The InfiniBand (IB) fabric(/network) that interconnects Ada's nodes is comprised of a central "core" switch, leaf switches, and the optical cables that interconnect them all together, including the nodes.
Nodes, up to 24, attach directly a leaf switch. So, any two cores on different nodes attached to the same leaf switch, can communicate by going across only one hop/switch. When the two communicating cores are on different nodes that are attached to different leaf switches, then the number of hops is at least three (node->leaf->core->leaf->node).
The manner by which LSF places a job across nodes on the IB fabric is based on its own internal algorithm. Sometimes, a user may want to "encourage" a different arrangement from that of LSF.
Job Placement in the IB Fabric on ada
On Ada's NextScale nodes, you can improve performance by ensuring that the nodes selected for your job are "close" to each other. This helps to minimize latencies between nodes during communication.
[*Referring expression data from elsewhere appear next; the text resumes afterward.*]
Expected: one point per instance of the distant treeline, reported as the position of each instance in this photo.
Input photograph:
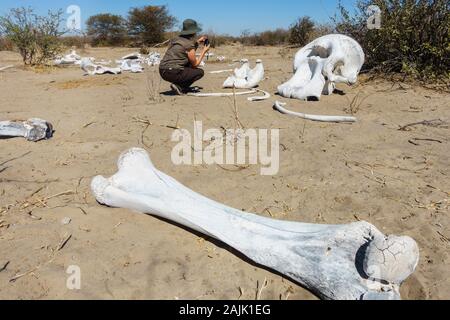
(413, 37)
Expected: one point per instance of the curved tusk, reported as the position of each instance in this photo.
(260, 98)
(221, 71)
(279, 106)
(221, 94)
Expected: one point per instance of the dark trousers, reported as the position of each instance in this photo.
(184, 78)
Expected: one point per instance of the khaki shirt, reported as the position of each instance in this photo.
(176, 56)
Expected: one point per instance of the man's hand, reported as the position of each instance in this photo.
(206, 48)
(202, 39)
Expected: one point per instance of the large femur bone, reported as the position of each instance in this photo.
(344, 262)
(32, 130)
(321, 64)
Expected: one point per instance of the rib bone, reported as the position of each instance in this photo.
(279, 106)
(333, 261)
(32, 130)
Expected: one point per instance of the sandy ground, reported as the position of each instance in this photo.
(329, 173)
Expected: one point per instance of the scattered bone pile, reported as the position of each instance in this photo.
(245, 77)
(130, 63)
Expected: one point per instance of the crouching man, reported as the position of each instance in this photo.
(180, 65)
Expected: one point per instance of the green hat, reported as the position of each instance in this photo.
(190, 27)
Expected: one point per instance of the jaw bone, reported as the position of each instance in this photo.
(32, 130)
(342, 262)
(132, 66)
(246, 78)
(93, 69)
(72, 58)
(321, 64)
For the best explanation of this, see the section Control job locality using compute units in the Administering IBM Platform LSF manual available in our local copy of the LSF documentation [HRPC - need link for our latest online copy of this]
For Ada's NextScale nodes, we define a "Compute Unit" as all the nodes connected to a single Infiniband switch. There are 24 nodes, each with 20 cores in each compute unit when means that you can run jobs up to 480 cores with only one "hop" (switch) between each node. Jobs using more than that number must use at least three hops for nodes on different switches (first to the source nodes switch, then to the core switch and then finally to the destination switch). Even nodes in the same rack (each rack has three Infiniband switches) will have to travel this distance.
If you are running multinode jobs and are either concerned about
- consistency (e.g. for benchmarking), or,
- maximum efficiency
you should consider making use of the settings for locality.
Be aware, however, that it may take longer before your job can be scheduled. If you ask for 24 nodes all on one switch, the scheduler will delay your job until that constraint can be met. If you ask for any 24 nodes, the scheduler may pick one node from each of 24 switches. Although the latter may run sooner, it will be much more inefficient since every node involved must pass through the core switch to talk to any other node.
For details on syntax, see the link above. In general, the following two settings may be the most useful: Setting Result
-R "cu[pref=maxavail]"
This will select nodes that are on switches that are the least utilized. This will help to group nodes together to help minimize interswitch communication. It won't be as efficient as the next setting, but should cut down the amount of time your job has to wait before starting
-R "cu[maxcus=number]"
This will guarantee that your job will utilize no more
than number of compute units. So, if number=1, you can use up to 480 cores and be sure of the most efficient communication pattern. With 2, you can go up to 960, which any one node can communicate with 23 nodes in only one hop and the other 24 nodes in three hops
Again, see the link above for details.
Note, that you can also combine settings. For example,
-R "cu[pref=maxavail:maxcus=3]"
would assign your jobs to the three emptiest switches. The myriad of options/combinations is too much to document here. Just keep in mind that by using compute units to minimize communications costs can have a significant impact.